How many people have twenty, or even more, pictures in a room where three or four are sufficient! How many housewives litter their bedrooms with books, ornaments, photographs, nicknacks of all sorts, which make hygienic cleanliness impossible! The result is that we sleep in rooms where invisible dust and invisible microbes are floating in the air. Bedroom fires add to the dust, but they serve a useful purpose in facilitating ventilation.

Gas Fires And Stoves

A gas fire is almost a feature of our English winter life, and it is open to many objections from the health point of view. When it is not in good condition, it pollutes the air with gases which poison the respiratory system, causing headache, nausea, and breath-lessness in many people. Even when working perfectly, the gas fire dries the atmosphere to such an extent that the lungs do not get their requisite amount of moisture in the air, and the skin is dried up.

The great convenience of gas fires makes them appeal to many housewives, and one must acknowledge that they ,are extremely useful where domestic service is limited.
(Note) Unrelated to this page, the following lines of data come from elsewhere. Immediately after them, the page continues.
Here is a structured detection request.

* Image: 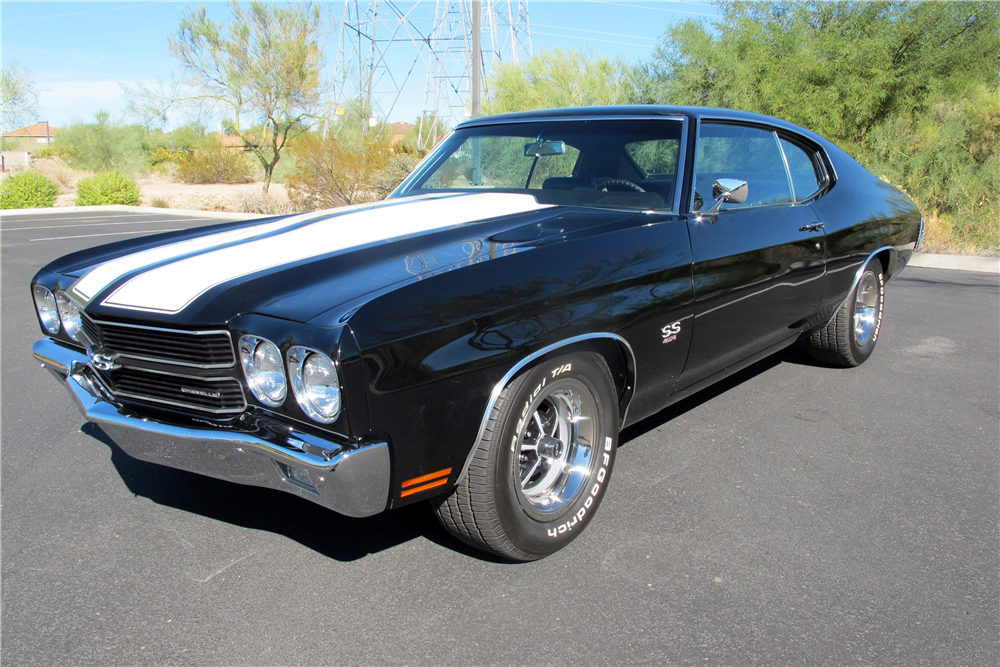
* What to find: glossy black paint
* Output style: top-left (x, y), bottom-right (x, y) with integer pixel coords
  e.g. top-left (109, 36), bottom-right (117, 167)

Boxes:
top-left (32, 105), bottom-right (922, 515)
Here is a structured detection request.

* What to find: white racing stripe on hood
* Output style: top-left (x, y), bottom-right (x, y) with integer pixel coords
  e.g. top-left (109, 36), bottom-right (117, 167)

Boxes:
top-left (101, 193), bottom-right (551, 314)
top-left (72, 211), bottom-right (325, 302)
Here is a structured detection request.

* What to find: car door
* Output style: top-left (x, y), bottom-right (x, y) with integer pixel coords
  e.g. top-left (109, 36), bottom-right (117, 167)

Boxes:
top-left (678, 121), bottom-right (828, 387)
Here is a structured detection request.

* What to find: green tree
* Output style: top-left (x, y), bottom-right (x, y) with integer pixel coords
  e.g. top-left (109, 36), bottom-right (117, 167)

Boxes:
top-left (127, 0), bottom-right (331, 192)
top-left (1, 62), bottom-right (39, 133)
top-left (484, 47), bottom-right (641, 115)
top-left (649, 1), bottom-right (999, 144)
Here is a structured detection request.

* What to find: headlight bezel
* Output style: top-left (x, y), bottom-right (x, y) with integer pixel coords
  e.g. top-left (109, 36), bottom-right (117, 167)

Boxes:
top-left (55, 291), bottom-right (84, 342)
top-left (33, 285), bottom-right (60, 334)
top-left (238, 335), bottom-right (287, 407)
top-left (287, 346), bottom-right (342, 424)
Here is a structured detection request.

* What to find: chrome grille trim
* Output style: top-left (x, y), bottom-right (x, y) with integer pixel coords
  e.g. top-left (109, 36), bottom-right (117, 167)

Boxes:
top-left (85, 317), bottom-right (235, 369)
top-left (99, 366), bottom-right (247, 414)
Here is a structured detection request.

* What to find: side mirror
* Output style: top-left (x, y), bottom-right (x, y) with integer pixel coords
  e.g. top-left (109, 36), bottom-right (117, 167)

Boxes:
top-left (697, 179), bottom-right (749, 222)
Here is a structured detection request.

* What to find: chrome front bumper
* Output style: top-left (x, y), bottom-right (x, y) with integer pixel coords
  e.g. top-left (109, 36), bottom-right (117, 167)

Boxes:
top-left (33, 338), bottom-right (390, 518)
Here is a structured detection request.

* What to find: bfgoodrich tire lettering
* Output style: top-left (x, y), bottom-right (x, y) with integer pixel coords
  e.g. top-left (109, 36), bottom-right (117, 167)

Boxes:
top-left (432, 352), bottom-right (618, 561)
top-left (807, 262), bottom-right (885, 367)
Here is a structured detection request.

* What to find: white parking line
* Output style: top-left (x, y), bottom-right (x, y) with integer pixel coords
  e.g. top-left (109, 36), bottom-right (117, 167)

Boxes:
top-left (1, 212), bottom-right (212, 226)
top-left (31, 229), bottom-right (180, 242)
top-left (4, 219), bottom-right (210, 232)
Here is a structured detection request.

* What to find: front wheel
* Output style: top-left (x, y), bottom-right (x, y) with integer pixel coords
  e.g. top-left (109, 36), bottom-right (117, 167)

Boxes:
top-left (432, 352), bottom-right (619, 561)
top-left (807, 261), bottom-right (885, 367)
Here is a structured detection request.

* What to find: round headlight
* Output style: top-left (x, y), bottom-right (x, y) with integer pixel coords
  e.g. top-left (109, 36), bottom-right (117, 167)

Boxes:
top-left (239, 336), bottom-right (286, 407)
top-left (288, 347), bottom-right (341, 423)
top-left (56, 292), bottom-right (83, 341)
top-left (33, 285), bottom-right (60, 334)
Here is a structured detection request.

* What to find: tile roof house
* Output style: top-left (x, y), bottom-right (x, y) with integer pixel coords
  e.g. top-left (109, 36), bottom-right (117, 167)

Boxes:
top-left (2, 123), bottom-right (61, 153)
top-left (219, 134), bottom-right (257, 151)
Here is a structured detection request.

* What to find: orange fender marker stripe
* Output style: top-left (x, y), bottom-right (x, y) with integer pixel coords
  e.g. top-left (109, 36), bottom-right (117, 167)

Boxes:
top-left (400, 477), bottom-right (450, 498)
top-left (400, 467), bottom-right (452, 497)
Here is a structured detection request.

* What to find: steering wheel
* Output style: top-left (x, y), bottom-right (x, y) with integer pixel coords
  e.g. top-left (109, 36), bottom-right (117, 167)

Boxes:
top-left (593, 178), bottom-right (645, 193)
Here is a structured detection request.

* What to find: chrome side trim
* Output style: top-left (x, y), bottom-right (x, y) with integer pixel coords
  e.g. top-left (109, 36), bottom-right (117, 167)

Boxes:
top-left (456, 333), bottom-right (637, 484)
top-left (32, 338), bottom-right (390, 517)
top-left (822, 246), bottom-right (895, 328)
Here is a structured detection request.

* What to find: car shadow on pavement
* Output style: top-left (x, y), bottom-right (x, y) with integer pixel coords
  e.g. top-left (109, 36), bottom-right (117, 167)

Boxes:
top-left (620, 340), bottom-right (823, 446)
top-left (81, 421), bottom-right (486, 562)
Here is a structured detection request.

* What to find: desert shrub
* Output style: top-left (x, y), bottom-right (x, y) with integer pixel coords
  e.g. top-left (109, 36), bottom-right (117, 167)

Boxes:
top-left (370, 152), bottom-right (422, 199)
top-left (0, 170), bottom-right (59, 209)
top-left (75, 171), bottom-right (142, 206)
top-left (863, 85), bottom-right (1000, 255)
top-left (237, 192), bottom-right (294, 215)
top-left (28, 156), bottom-right (74, 190)
top-left (176, 145), bottom-right (255, 184)
top-left (148, 196), bottom-right (171, 208)
top-left (50, 112), bottom-right (147, 175)
top-left (286, 134), bottom-right (393, 211)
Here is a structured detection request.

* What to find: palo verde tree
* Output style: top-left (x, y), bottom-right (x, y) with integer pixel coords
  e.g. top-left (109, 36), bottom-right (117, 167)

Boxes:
top-left (128, 0), bottom-right (331, 192)
top-left (1, 62), bottom-right (40, 134)
top-left (485, 47), bottom-right (642, 115)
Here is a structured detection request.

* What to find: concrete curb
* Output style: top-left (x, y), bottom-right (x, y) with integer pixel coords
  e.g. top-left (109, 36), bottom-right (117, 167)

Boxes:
top-left (1, 205), bottom-right (269, 220)
top-left (910, 253), bottom-right (999, 275)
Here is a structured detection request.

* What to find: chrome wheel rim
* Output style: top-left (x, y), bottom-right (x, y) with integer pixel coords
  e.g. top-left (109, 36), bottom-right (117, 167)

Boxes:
top-left (516, 380), bottom-right (597, 516)
top-left (853, 269), bottom-right (880, 347)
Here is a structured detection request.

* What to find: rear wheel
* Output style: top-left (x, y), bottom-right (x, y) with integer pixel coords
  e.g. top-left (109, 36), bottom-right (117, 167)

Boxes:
top-left (807, 262), bottom-right (885, 367)
top-left (432, 352), bottom-right (618, 561)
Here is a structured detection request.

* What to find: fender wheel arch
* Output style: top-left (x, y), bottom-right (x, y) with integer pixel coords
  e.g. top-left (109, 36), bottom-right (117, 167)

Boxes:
top-left (432, 349), bottom-right (620, 561)
top-left (455, 333), bottom-right (635, 487)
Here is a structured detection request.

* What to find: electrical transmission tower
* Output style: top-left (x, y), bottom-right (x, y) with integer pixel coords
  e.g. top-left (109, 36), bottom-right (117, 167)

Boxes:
top-left (330, 1), bottom-right (532, 148)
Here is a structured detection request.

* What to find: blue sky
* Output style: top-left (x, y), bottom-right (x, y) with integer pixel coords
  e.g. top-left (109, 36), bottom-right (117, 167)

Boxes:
top-left (2, 1), bottom-right (719, 131)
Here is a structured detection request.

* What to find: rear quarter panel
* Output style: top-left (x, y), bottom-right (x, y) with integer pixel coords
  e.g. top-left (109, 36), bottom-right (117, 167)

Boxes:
top-left (812, 142), bottom-right (922, 318)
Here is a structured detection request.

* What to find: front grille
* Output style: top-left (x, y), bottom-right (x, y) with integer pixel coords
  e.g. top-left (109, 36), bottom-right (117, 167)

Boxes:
top-left (102, 367), bottom-right (246, 414)
top-left (99, 323), bottom-right (234, 368)
top-left (80, 315), bottom-right (101, 348)
top-left (84, 315), bottom-right (245, 414)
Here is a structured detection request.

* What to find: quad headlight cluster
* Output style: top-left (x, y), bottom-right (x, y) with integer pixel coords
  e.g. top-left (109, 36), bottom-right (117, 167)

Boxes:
top-left (32, 286), bottom-right (84, 342)
top-left (238, 336), bottom-right (342, 423)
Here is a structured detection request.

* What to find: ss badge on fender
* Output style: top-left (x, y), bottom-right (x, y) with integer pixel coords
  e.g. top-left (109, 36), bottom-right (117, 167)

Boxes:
top-left (661, 321), bottom-right (681, 344)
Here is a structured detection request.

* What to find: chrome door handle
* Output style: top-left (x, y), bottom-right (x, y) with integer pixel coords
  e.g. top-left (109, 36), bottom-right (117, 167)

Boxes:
top-left (799, 223), bottom-right (825, 232)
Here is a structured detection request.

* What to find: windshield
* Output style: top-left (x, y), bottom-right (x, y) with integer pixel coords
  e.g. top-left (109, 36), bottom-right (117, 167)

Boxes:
top-left (393, 118), bottom-right (684, 211)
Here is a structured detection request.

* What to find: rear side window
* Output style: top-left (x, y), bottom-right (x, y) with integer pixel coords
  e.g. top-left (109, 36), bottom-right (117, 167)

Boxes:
top-left (625, 139), bottom-right (680, 178)
top-left (779, 137), bottom-right (826, 201)
top-left (693, 123), bottom-right (793, 210)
It must be said in their favour, also, that they cause less dust than the ordinary coal fire. But the housewife must take certain precautions when she installs them into the home.

In the first place, she must see that they are working properly, and not emitting undesirable gases.

Secondly, every room which contains a gas fire requires to be very carefully ventilated, and no one should sit in a room with gas fires if the door and window are closed, as they use up so much oxygen.

Thirdly,' counteract their drying effect by a vessel of water. Clean water should be placed twice a day in the grate. This evaporates, and keeps the air moist.

Stoves are not very much used in this country, for living-rooms, at any rate. They are apt to make the rooms too hot and dry, and are not to be compared with the open fire.

Regular cleaning is a hygienic measure the housewife must not forget if she is to keep the home healthy in winter. The lack of sunshine and the dark days make dust less visible, but it is present all the same. A modified " spring-cleaning " once a month is a more important measure than people realise. Each room should be turned out thoroughly every two or three weeks, and if the housewife regulates the work this matter can be arranged, even when domestic servants are not plentiful.